Project Charter Recommendations

This template is a guide to assist in providing a project charter for the students. Students need to know what they are working towards and why it is important. With clear guidance and motivation, the students will take ownership and use their creativity to work on the project.

About CRP

Our students want to learn more about you and the company.

About the Company

  • What does your company do?

  • History

About the Specific Department/Team

  • What is your team’s role in relation to the company?

About the Mentor

  • Title

  • Summary of job responsibilities

  • Contact

  • Availability

Project Description

Although the project description slides are helpful for the students, it doesn’t provide enough information to understand the details about the project.

Summary

  • A bit more detailed than the project description.

  • What is the motivation?

  • Who are the stakeholders?

  • How is it going to be used?

Objectives

  • Contexualize the project

  • What are the main goals?

  • What is the projected product?

  • What are expected outcomes after students complete the AY?

About the Data

  • What is the purpose of the data?

  • How is/was it collected?

  • Any preprocessing done prior to student receiving the data?

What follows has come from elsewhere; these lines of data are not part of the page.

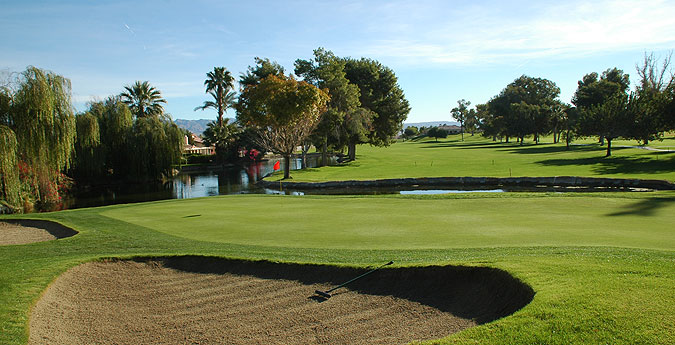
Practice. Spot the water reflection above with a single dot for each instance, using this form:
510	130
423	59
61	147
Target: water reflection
193	184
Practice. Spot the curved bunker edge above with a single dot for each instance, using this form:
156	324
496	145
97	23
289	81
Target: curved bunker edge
481	294
55	229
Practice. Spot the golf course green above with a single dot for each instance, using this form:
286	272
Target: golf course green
602	265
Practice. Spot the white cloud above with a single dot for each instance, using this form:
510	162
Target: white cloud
491	35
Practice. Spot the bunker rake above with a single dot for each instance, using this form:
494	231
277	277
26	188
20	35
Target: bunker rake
326	294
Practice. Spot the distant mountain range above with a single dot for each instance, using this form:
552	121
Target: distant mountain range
198	126
430	124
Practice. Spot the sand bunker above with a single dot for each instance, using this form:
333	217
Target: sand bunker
22	231
199	300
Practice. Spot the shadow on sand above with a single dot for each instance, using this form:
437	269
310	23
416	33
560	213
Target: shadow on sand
478	293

  • How is it currently used?

Tentative Schedule

Please keep the students also have other classes and projects. When creating a tentative schedule for the fall and sprint semester, please be aware of events that may require more of our student’s attention. Please also be mindful of holiday breaks.

Getting Started

  • Where should students start?

  • Reading list/resource list (domain specific and/or technical)

Goals/Milestones

Fall

  • Sprints

  • Ideally understanding the data, exploration, literature review, research on proposed methodology, initial building of the product (web app, ML model, data analysis, etc).

Spring

  • Sprints

  • Ideally moving forward with building the product and continual improvement for each sprint.

  • Deployment

  • Outlook for a good stopping point prior to Symposium

Expectations

Team Composition

  • Corporate Partner Mentor(s) (employees at the company)

  • 1 TA (student, 10 hours per week)

  • 5-10 undergraduate students

  • 2-5 graduate students

  • The Data Mine staff

  • Faculty

Teams/Roles

Follow Agile methodology.

Roles:

  • Mentor (Product Owner)

  • TA (Scrum Master)

  • Students (Developers)

    • Graduate Students

    • Undergraduate Students

Sub-teams/student roles:

  • Sketch of tasks, backgrounds, interests that would help with alignment for the subteams.

Project Expectation

Per the Sponsorship Acknowledgment, this is intended to be a learning experience; there are no guaranteed deliverables, outcomes, or performance. With that being said, we encourage you to set expectations for the students as it allows them to work towards the project goals.

Preparations

Reviewing Materials

Required

  • What required materials should the students review to understand the project?

  • Videos

  • Literature

  • Articles

  • News

  • Project examples

Optional

  • What are other materials that may be interesting to some students if they want to explore deeper into the topic?

Tools and Software

Required

  • What tools and softwares the students need to know to be successful in this project?

  • Are there tiers of competency to be part of a sub-teams?

    • E.g., at least beginner level in programming, machine learning, domain knowledge, etc.

Optional

  • What are tools and software available to the students that are not needed for the project but potentially help or serve as an alternative.

Hardware

  • What are required hardware or computing?

  • E.g., cloud, company’s machine, remote into the company’s environment

Potential Preferences

  • Project management tool (E.g. Linear)

  • Code management (E.g. GitHub)

  • Documentation format (E.g. Wiki)

Project Tips and Tricks

This section is to provide common tips and tricks when scoping your project for The Data Mine. If you have a tip that you’ve found helpful, please let us know! You can email us at [email protected] or contribute to our GitHub directly.

Tips and Tricks

  1. Give the students an end goal and let them find the steps to get there.

    • We totally understand that not every project is going to have an end goal, and that’s ok!

    • If you do have an end goal it gives the students something to work toward throughout the year.

  2. If you’re having trouble thinking of a research area ask yourself or your coworkers the questions below. These often generate great problem statements.

    • What are major paint points that we deal with?

    • What information do we wish we knew, but don’t currently have?

    • Are there any things that we’ve always thought were true, but want to test with data?

  3. Once you have a project in mind, pressure test it with your team. Ask a few of the questions below:

    • What data will we use for the project?

    • Does this feel like a good scope for an academic year project?

    • Is there any 3rd party data that we could guide the students to incorporate in their research?

    • Are we clear on the work that we’d like the students to focus on?

    • Where will they start and how will the work progress?

  4. Remember:

    • Almost all of the projects will pivot in some way during the year. This is totally ok and good for the students to experience.

    • It’s good to challenge the students, but they often benefit from more guidance at the start of the project until they get familiar with the research.